JG: I kind of have the attitude of I've been doing this so long, I don't have any concern about my ability to write material. Someone might think, 'Oh, I betcha his wife wrote that.' You know, I mean, I don't care. If it's funny. But I also know that on that same topic, writing the books that I've written with my wife, I made a point of not wanting to have a ghost writer, which is an option. I didn't want to do that. I want to be someone of substance. If you look at time-value of money, I'm probably making like two cents a book, you know? But also, it's rewarding. And I still have horrible grammar. I'm not saying I'm a novelist or one of the great essayists, but it's still rewarding that I did that, that I have two books on a shelf that I wrote with the immeasurable assistance of my wife.
GM: But going back to standup, because you work on your standup together, too, and there seems to be a stigma.
JG: I totally get it. Standup is a very personal thing. It wasn't that long ago when people would hire writers and there are some huge stars that have writers that write their standup. Supposedly Paul Mooney wrote Richard Pryor's hour or whatever. The whole thing is, it's a really personal thing for standup to not have a writer. That being said, I don't have a writer; I have a writing partner. I think of my wife as kind of a secret weapon. If I'm on my fifth hour, without my wife I certainly wouldn't be as successful as I am. I might be on my third hour as opposed to my fifth. Some of it is efficiency. Also, there are times when you just feel funnier. I'm funnier around my wife and she's funnier around me so it's a great collaboration.

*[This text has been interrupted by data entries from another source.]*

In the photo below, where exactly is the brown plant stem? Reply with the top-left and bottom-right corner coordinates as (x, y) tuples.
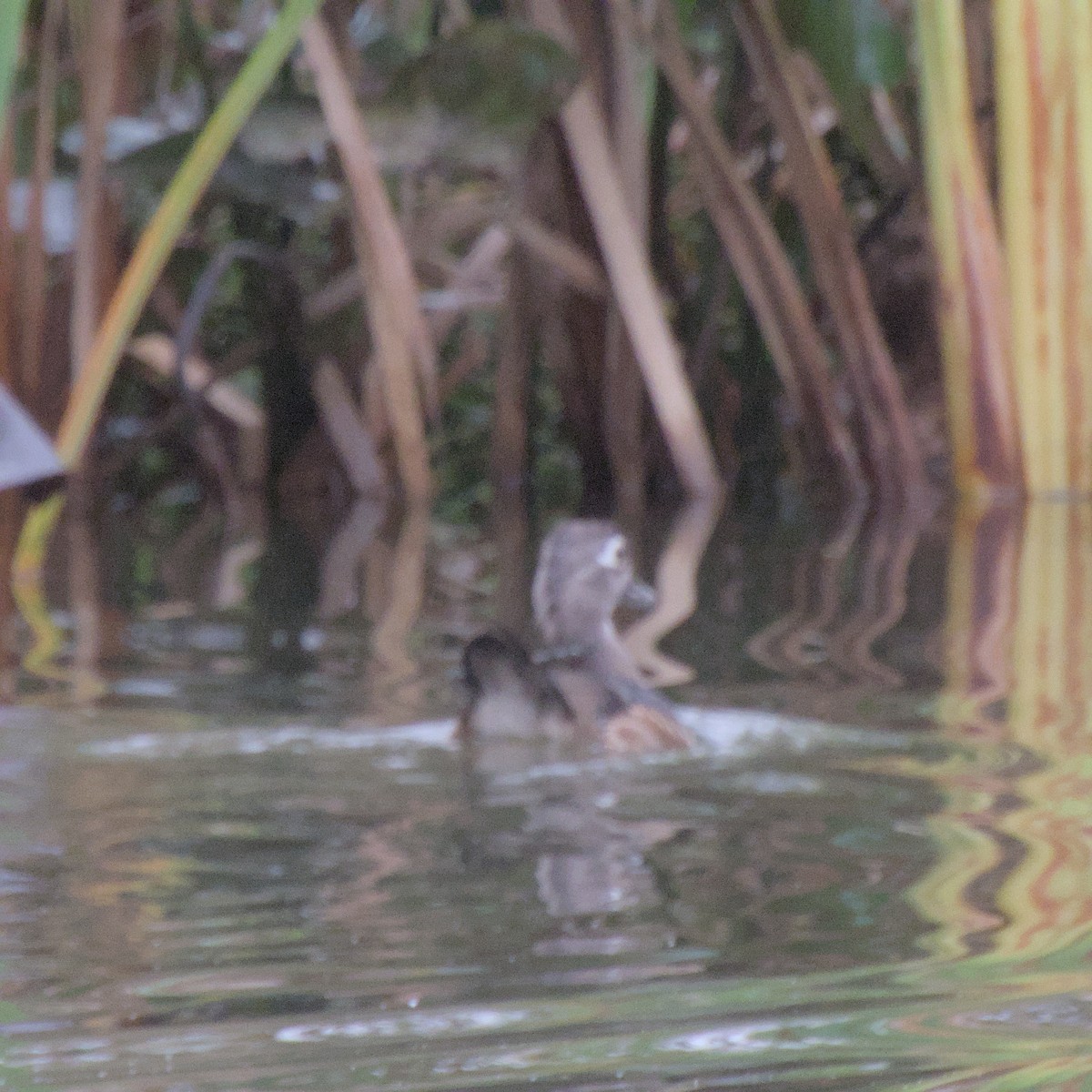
(302, 18), (435, 501)
(533, 0), (722, 497)
(21, 0), (65, 414)
(70, 0), (126, 375)
(729, 0), (925, 496)
(633, 0), (867, 498)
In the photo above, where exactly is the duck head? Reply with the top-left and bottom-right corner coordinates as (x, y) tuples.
(531, 520), (653, 675)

GM: And she has a comedy background, right?
JG: She did sketch comedy and she did standup for a little bit so she knows the world. In a way I feel like I've brainwashed her to my point of view so she'll come up with lines that are great that I might have come up with later on but maybe not.
GM: In your voice.
JG: Yeah. Which is also very rare because what you have to consider is every comedian deals with people coming up and saying what about this or that? And ninety percent of the time, it's not useful information. But with my wife, ninety percent of the time it is useful.
GM: Comedians also offer each other tags. Is it like a situation like that except she lives with you?
JG: I think you also nailed something where there's a lot of people that collaborate with their wife or their husband or their best friend or stuff like that. That doesn't cheapen their talent or their success. It's just that I'm much more forthright with my collaboration. Particularly on the books. I mean, everything, but we're starting to write episodes for the TV show and it's like the collaboration is vital there.
GM: What's the premise for the TV show?
JG: The TV show is essentially my life. I'm a comedian with five kids who's married to a super mom and I'm trying to balance standup comedy with being a father. But it's designed to be a show about everything really.
GM: I see why you work so hard and strike while the iron's hot. With five kids, you've got to.
JG: Absolutely. That's the other thing – and by the way, hopefully this will be the last book I write – but that was the other thing, the book also was one of those things where it's like I had done so much of this work and I knew I could do this food book so yeah, let's strike while the iron's hot and I have a thousand children so I have to pay for it, too.